Hello!
My purpose is to include xgboost4j-spark into a dockerized spark/PySpark environment, to develop how to integrate PySpark with XGBoost-spark version (I know there was prototype online to integrate PySpark with XGBoost-spark but I need to dev some other functions.)

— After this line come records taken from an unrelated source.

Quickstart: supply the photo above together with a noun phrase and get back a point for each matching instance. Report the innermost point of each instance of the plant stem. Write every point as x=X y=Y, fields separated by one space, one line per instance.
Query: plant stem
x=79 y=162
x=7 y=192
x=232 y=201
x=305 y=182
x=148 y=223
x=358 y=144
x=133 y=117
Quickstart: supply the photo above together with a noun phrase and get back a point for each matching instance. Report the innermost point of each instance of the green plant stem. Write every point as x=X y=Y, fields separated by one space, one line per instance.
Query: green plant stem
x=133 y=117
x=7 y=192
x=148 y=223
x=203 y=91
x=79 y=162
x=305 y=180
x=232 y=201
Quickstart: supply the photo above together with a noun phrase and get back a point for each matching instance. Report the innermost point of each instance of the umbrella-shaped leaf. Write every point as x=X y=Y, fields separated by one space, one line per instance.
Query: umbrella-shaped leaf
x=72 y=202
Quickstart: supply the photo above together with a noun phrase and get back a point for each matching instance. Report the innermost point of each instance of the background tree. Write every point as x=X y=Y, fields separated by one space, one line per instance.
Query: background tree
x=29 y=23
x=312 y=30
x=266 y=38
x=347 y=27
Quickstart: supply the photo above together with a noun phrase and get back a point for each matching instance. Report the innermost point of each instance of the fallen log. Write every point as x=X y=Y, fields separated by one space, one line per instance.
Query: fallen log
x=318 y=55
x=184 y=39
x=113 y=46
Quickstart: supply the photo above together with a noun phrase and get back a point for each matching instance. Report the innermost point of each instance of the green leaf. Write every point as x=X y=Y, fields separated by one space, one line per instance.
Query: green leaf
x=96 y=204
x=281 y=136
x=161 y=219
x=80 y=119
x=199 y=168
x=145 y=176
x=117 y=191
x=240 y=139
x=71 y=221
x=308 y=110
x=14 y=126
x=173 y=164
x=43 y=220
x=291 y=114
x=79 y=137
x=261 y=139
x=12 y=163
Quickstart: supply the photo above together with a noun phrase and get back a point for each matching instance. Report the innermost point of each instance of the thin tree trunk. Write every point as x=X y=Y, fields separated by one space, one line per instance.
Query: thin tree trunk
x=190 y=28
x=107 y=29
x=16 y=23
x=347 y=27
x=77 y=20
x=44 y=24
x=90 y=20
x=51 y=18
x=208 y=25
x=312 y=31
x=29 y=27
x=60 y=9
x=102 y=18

Environment I use is the dockerized spark/Pyspark is from below (but I changed a bit in order to include XGBoost .jar file for spark config, see below):
The advantage is this dockerized env allows me to use Scala under Jupyter notebook, instead of Scala in shell.
Some key env parameters:
HADOOP_VERSION 3.0.0
APACHE_SPARK_VERSION=2.4.5
What I did is to download compiled XGBoost fat jar version 1.0.0 scala version 2.12 from [maven central], and copied these .jar files (i.e xgboost4j_2.12-1.0.0.jar and xgboost4j-spark_2.12-1.0.0.jar) into spark config:
# Spark and Mesos config
ENV SPARK_HOME=/usr/local/spark
COPY ./src/xgboost4j_2.12-1.0.0.jar $SPARK_HOME/xgboost4j_2.12-1.0.0.jar
COPY ./src/xgboost4j-spark_2.12-1.0.0.jar $SPARK_HOME/xgboost4j-spark_2.12-1.0.0.jar
ENV PYTHONPATH=$SPARK_HOME/python:$SPARK_HOME/python/lib/py4j-0.10.7-src.zip \
MESOS_NATIVE_LIBRARY=/usr/local/lib/libmesos.so \
SPARK_OPTS="--driver-java-options=-Xms1024M --driver-java-options=-Xmx4096M --driver-java-options=-Dlog4j.logLevel=info --jars=$SPARK_HOME/xgboost4j_2.12-1.0.0.jar,$SPARK_HOME/xgboost4j-spark_2.12-1.0.0.jar --driver-class-path=$SPARK_HOME/*.jar --conf spark.executor.extraClassPath=$SPARK_HOME/*.jar" \
PATH=$PATH:$SPARK_HOME/bin
I can open a kupyternook with Scala run in it. I can also run Spark from this jyputer, I can also import xgboost without error reported.
Call for help : The problem I met is that when I actually call XGBoostClassifier
, I got java.lang.NoSuchMethodError
:
(P.S since I am new to community, I can only attach 2 links in one post, so more detailed info is attached to my reply.)
Thank you so much for your help! Any advice is appreciated!